1977 The inaugural Wulff Lecture is held, “Haynes Stellite 21---The History of an American Alloy,” by John Wulff. The goal of the Wulff Lecture, now presented each fall and spring, is to educate, inspire, and encourage MIT undergraduates to take up the study of materials science and engineering.
1980 Initially funded by the NSF, the Materials Processing Center (MPC) opens with Prof. Mert Flemings as its founding director. Founded in response to a recognized national need to improve the materials processing knowledge base and streamline the process of translating materials research results into industrial innovations and applications, MPC strives to support and enhance the pool of talented materials processing students and professionals available to industry.
1984 Professor Sam Allen launches a freshman seminar in blacksmithing. The seminar remains popular today. Student projects have included everything from forging Japanese swords to fireplace tools.
1993 Anne M. Mayes ’86 joins the MIT faculty and is the first woman faculty member hired in DMSE to receive tenure and be promoted to full professor. After early retirement due to medical reasons, she provided the initial funding for a fellowship, also supported by gifts from colleagues, friends, students, the Dean, and the Provost; this is MIT's first fellowship named for an alumna. Professor Mayes, a MacVicar Fellow, was recognized with many teaching and professional awards, in part for her research on polymers in areas such as recycling efficiency and water filtration systems.
1998 The Singapore MIT Alliance begins. Many DMSE professors are actively involved in the Advanced Materials for Micro- and Nano-Systems Programme.
2000s DMSE expands its research focus to include nanotechnology, biomaterials, and energy storage. Faculty cross traditional disciplinary boundaries in developing photonic materials, biomedical devices, and new materials for rechargeable batteries with longer and stronger charges.
2002 The interdisciplinary NanoMechanical Technology Lab allows researchers to probe the mechanical properties of surfaces and devices at the atomic and molecular scale. It is home to MIT's first nanoindenters, machines that probe and measure the properties of surfaces of engineering and biological materials.

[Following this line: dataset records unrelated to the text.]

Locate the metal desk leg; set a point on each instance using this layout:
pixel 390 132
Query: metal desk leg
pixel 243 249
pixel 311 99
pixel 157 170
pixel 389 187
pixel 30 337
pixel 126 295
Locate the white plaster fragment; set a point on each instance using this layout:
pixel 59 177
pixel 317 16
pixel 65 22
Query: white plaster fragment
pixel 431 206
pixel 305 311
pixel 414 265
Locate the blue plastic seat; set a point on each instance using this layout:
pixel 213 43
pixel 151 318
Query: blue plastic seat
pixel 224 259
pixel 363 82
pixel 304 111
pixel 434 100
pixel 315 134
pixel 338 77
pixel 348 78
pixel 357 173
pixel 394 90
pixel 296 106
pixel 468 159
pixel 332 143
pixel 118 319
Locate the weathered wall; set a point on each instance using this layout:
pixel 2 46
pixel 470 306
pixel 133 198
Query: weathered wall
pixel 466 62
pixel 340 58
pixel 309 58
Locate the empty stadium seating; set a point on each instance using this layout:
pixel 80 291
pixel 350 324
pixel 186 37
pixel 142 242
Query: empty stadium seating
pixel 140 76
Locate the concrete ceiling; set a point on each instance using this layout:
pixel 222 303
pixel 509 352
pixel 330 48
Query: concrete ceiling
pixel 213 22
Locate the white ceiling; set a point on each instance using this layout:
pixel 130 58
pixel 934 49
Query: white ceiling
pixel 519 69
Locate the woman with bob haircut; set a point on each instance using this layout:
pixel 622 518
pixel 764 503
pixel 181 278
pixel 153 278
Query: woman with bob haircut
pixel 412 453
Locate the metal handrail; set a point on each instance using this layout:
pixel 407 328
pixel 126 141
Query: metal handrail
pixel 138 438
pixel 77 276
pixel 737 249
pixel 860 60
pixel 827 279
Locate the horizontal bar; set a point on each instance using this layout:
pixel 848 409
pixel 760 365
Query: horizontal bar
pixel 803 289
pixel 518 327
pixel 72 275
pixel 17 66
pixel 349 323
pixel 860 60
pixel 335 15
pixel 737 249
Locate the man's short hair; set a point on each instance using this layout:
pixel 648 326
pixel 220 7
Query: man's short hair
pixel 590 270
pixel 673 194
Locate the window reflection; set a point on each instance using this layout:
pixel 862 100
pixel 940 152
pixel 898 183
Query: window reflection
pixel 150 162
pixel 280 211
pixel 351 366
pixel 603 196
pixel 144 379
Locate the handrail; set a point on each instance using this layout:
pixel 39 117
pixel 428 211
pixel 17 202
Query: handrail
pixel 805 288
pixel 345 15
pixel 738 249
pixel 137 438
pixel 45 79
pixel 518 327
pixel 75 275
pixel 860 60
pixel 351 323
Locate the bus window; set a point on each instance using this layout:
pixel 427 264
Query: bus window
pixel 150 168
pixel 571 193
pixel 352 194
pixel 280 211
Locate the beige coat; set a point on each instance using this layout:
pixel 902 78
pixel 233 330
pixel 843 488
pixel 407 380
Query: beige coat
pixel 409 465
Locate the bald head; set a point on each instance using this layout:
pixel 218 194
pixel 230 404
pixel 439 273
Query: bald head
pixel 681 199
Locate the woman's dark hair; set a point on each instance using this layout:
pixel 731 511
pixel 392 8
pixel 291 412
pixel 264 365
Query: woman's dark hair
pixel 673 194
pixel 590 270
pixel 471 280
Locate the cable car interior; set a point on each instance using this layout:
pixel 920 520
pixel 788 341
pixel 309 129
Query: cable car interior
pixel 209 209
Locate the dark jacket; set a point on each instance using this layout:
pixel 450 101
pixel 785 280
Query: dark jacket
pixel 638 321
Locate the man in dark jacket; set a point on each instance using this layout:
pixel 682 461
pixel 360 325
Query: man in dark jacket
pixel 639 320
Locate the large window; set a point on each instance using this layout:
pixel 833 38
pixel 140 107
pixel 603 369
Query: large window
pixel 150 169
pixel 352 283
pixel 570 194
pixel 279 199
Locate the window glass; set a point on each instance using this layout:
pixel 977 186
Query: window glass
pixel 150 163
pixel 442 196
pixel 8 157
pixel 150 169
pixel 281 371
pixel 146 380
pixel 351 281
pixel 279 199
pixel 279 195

2002 Institute for Soldier Nanotechnologies (ISN) founded. The mission: to develop and exploit nanotechnology along with light-weight materials to dramatically improve the survivability of soldiers. The ultimate goal is to help the Army create a 21st century “battlesuit” that combines high-tech capabilities with light weight and comfort. Professor Ned Thomas was the founding director.
2003 The DMSE Undergraduate Teaching Lab opens. This facility allows the department to closely align classwork and labwork, continuing its mission of hands-on exploration of participation in science and engineering.
2007 DMSE Headquarters moves into a new home on the first floor of Building 6, creating a new Chipman Room and administrative offices.
2008 DMSE graduates launch an Alumni Club, the first group dedicated to a single department at MIT. They build relationships between current students and alumni/ae, providing career mentoring and resources.
2008 Professor Gerbrand Ceder initiates the “Materials Genome Project,” a computer-modeling initiative with the goal of discovering new materials for energy technologies.
2010 The Laboratory for Advanced Materials (LAM) opens on the Infinite Corridor. The lab is a shared and reconfigurable facility for researchers to collaborate on interdisciplinary projects.